Estate Planning as an Expression of Love

Why do people create wills and other estate plans?  Almost always it’s because of family, friends and the charities they support.  Most people who plan their estates have specific goals in mind, including:

  • Providing security for a surviving spouse, family member or other dependent;
  • Minimizing taxes and other costs payable after death;
  • Designating an executor, guardian or trustee;
  • Leaving a lasting legacy that will continue the support provided during lifetime.

Remember that your estate plan can be both practical and personally satisfying.  For example, your will could provide a family member or friend with income for life and a thoughtful gift to charity.  You may want to establish a memorial in honor of your loved ones.  Many of our friends find it only natural to continue their lifetime generosity with a bequest that helps carry on our work.


How Can I Include Charity in My Estate Plan?

Q. I’ve found that I can increase my support for charity by directly contributing appreciated stocks.  Are there similar assets that I can leave to charity in my will?

A. Yes.  Common examples include U.S. savings bonds and retirement accounts.  At death, these tax-burdened assets may result in additional income taxes for the individual beneficiaries who receive them.  However, tax-exempt nonprofit organizations receive the full value of the assets, free of taxes.

Q. I plan to include charity in my will, but I would give more if I knew what my family’s situation would be in the future.  Any suggestions?

A. You might consider making “contingent” bequests.  For example: “I bequeath $25,000 to my sister, Jean, but if she has predeceased me, I direct the $25,000 be paid to charity in her memory.”  Another idea is to give a beneficiary the right to “disclaim” (turn down) part or all of a bequest and state that such amounts would then pass to a named charity.

Q. Many years ago, I made a will that left a small gift to charity.  Now, I’d like to enlarge my gift.  Do I need to make a new will?

A. You might consider asking your attorney about making a change to your will (called a codicil), but other alternatives are also available.  For example, you could make charity a beneficiary of your life insurance or retirement account.  You could also make a “payable on death” (POD) beneficiary designation on most bank accounts and certificates of deposits.

Q. I have a brother and two sisters, all in their 70s, who may need financial assistance after I’m gone.  Is there a way to help them and charity at the same time?

A. Yes.  You could establish a charitable gift annuity in your will or revocable living trust that will provide lifetime payments to a surviving spouse, family member or close friend.  Your gift provides future benefits to charity.


Retirement Fund Gifts and Other Beneficiary Designations

An IRA, 401(k) plan, 403(b) plan or other retirement account may be the ideal vehicle for a tax-wise legacy to charity.  The reason is simple: State and federal income taxes otherwise may diminish the account before it reaches loved ones.  Gifts from these plans to charity, on the other hand, pass free of all taxes.
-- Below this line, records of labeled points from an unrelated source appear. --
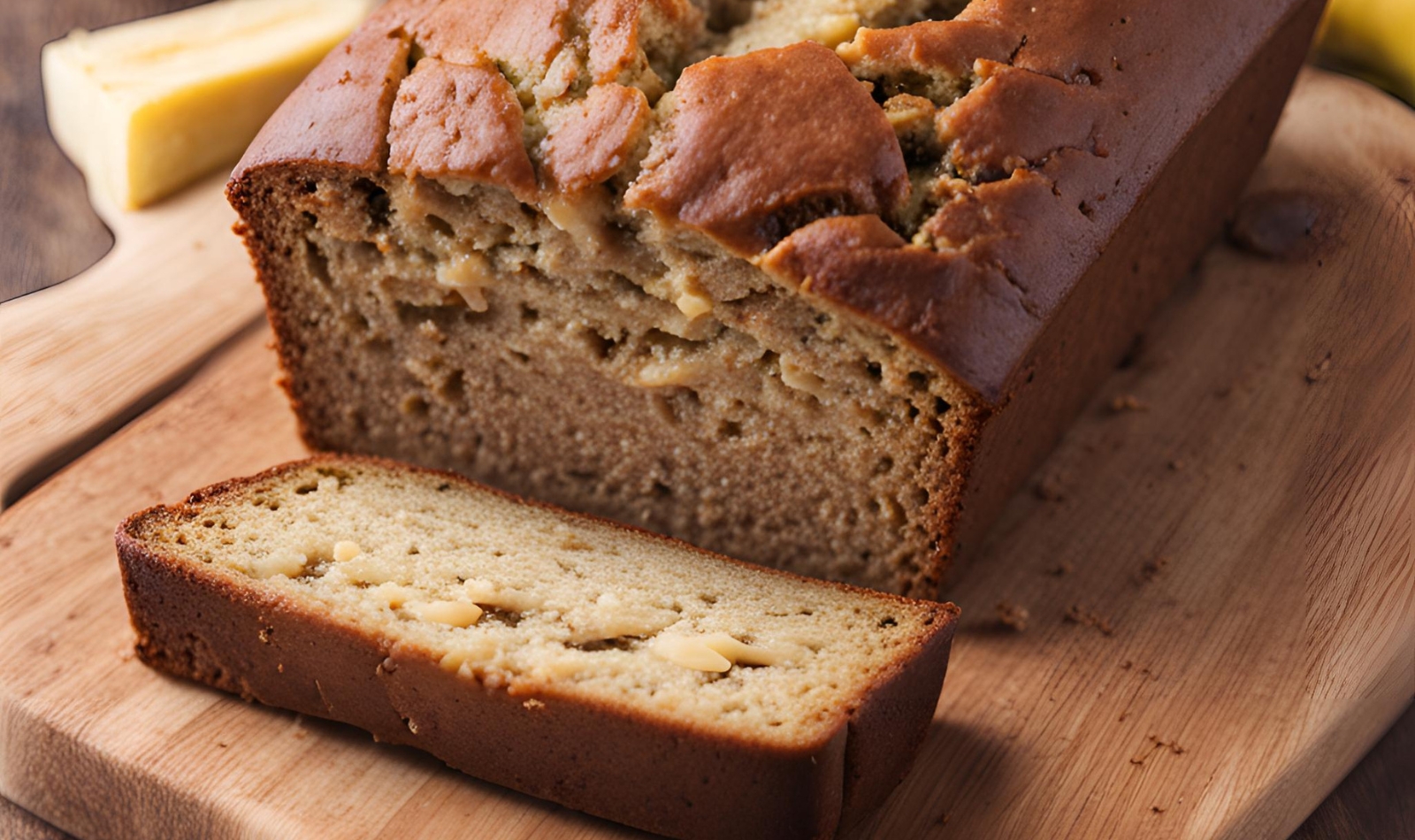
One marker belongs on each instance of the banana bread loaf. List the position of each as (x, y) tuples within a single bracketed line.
[(608, 669), (811, 283)]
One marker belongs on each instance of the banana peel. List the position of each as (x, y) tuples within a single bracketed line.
[(1373, 40)]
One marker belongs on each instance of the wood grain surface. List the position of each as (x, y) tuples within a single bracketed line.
[(92, 353), (1206, 658)]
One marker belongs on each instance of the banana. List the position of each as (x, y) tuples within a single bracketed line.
[(1374, 40)]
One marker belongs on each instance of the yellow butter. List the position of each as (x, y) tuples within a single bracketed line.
[(146, 108)]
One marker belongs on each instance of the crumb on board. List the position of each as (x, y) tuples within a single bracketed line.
[(1077, 614), (1158, 745), (1319, 370), (1152, 569), (1052, 488), (1013, 615), (1128, 402)]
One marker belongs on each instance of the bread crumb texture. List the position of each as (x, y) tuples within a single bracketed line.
[(544, 604), (732, 271)]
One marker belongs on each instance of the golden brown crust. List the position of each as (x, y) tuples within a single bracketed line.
[(460, 120), (591, 141), (1091, 96), (197, 622), (761, 143)]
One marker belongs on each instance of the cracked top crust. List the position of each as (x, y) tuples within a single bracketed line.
[(947, 179)]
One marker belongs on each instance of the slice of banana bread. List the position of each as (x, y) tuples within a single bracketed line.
[(608, 669), (813, 283)]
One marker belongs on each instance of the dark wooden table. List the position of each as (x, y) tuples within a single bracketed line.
[(49, 233)]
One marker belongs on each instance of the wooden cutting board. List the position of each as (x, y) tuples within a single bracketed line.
[(1219, 570), (99, 348)]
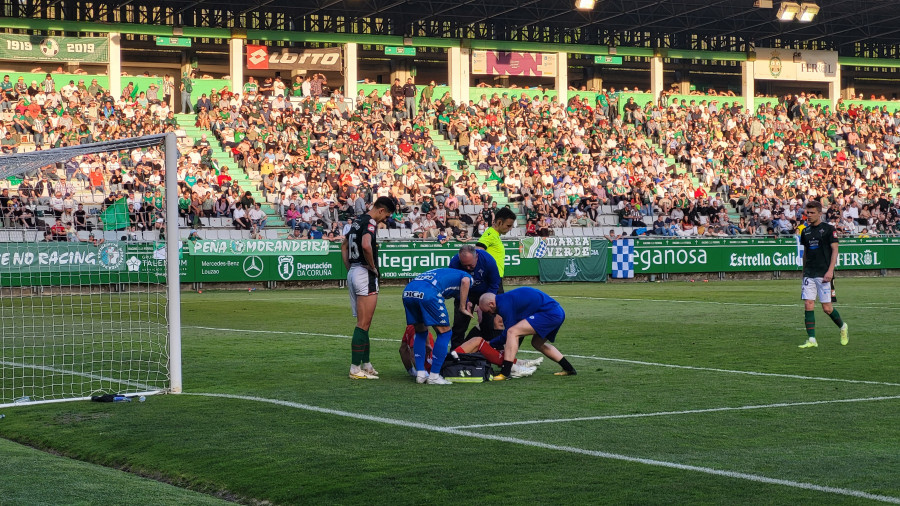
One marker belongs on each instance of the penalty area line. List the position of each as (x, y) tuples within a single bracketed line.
[(568, 449), (585, 357), (685, 412), (284, 332)]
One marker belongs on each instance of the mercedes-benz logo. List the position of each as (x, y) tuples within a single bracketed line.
[(253, 266)]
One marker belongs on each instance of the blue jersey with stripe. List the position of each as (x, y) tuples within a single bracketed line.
[(486, 277), (516, 305)]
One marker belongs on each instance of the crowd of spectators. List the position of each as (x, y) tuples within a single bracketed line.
[(690, 167), (685, 168)]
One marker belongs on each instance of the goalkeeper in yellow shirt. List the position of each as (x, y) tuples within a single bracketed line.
[(491, 242)]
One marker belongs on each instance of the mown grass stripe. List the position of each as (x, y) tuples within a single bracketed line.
[(685, 412), (585, 357), (568, 449)]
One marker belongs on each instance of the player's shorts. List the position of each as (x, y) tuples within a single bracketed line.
[(546, 324), (360, 282), (813, 287), (425, 306)]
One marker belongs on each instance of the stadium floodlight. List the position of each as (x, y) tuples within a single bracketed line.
[(99, 314), (808, 11), (788, 11)]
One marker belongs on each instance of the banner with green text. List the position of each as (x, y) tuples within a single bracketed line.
[(409, 259), (38, 48), (211, 247), (55, 264), (592, 267)]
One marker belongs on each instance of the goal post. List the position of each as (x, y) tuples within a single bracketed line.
[(90, 309)]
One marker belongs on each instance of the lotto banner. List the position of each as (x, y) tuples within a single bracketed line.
[(260, 58), (503, 63), (592, 267), (38, 48)]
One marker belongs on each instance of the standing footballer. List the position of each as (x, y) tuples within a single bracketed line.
[(491, 242), (819, 259), (359, 251)]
It’s simple to make an estate gift from an IRA or other retirement account.  Just ask the custodian or trustee of your account for a form to include charity as a beneficiary.  Please note that, except for IRA funds, a consent is required if accounts pass to anyone other than the surviving spouse.

At the very least, consider giving your heirs the right to “disclaim” (decline) retirement plan benefits, with charity as the alternative beneficiary.  Heirs who understand the severity of taxes may consider it best to have retirement assets pass to support vital charitable programs.

In addition to gifts from qualified plans, beneficiary designations can be made from bank and brokerage accounts you may own.  This in no way interferes with your use of the funds during your lifetime.  Simply request a form from your fund manager.


The High Cost of Not Planning Your Estate

“I don’t need estate planning; I’m not rich enough to own an estate.  Besides, I don’t want to pay a lot of legal fees.”

If this sounds like you—or someone you know—it’s important to realize that anyone who has investments, savings, a home or personal possessions, retirement accounts or life insurance needs estate planning.  Not doing so could result in considerable loss from probate costs, taxes, debts and estate expenses.  Although estates up to $11.4 million are sheltered from federal estate tax in 2019, several states impose tax at lower levels, and income taxes may apply to certain assets.

An estate planning attorney can recommend ways to reduce probate costs, including trimming the size of your probate estate so it qualifies for fast-track, low-cost procedures.  With planning, an executor may agree to serve without a fee, and your will can provide for a waiver of any bond requirement.

Additionally, your advisors can estimate your estate settlement costs, including taxes, administration expenses and debts.  Advisors can also help you arrange for cash reserves, life insurance and liquid investments to pay for these expenses.  Doing so could avoid a forced sale of assets to pay any outstanding bills.

Keep in mind that gifts made to charity also can be planned to reduce taxes, during your life and thereafter.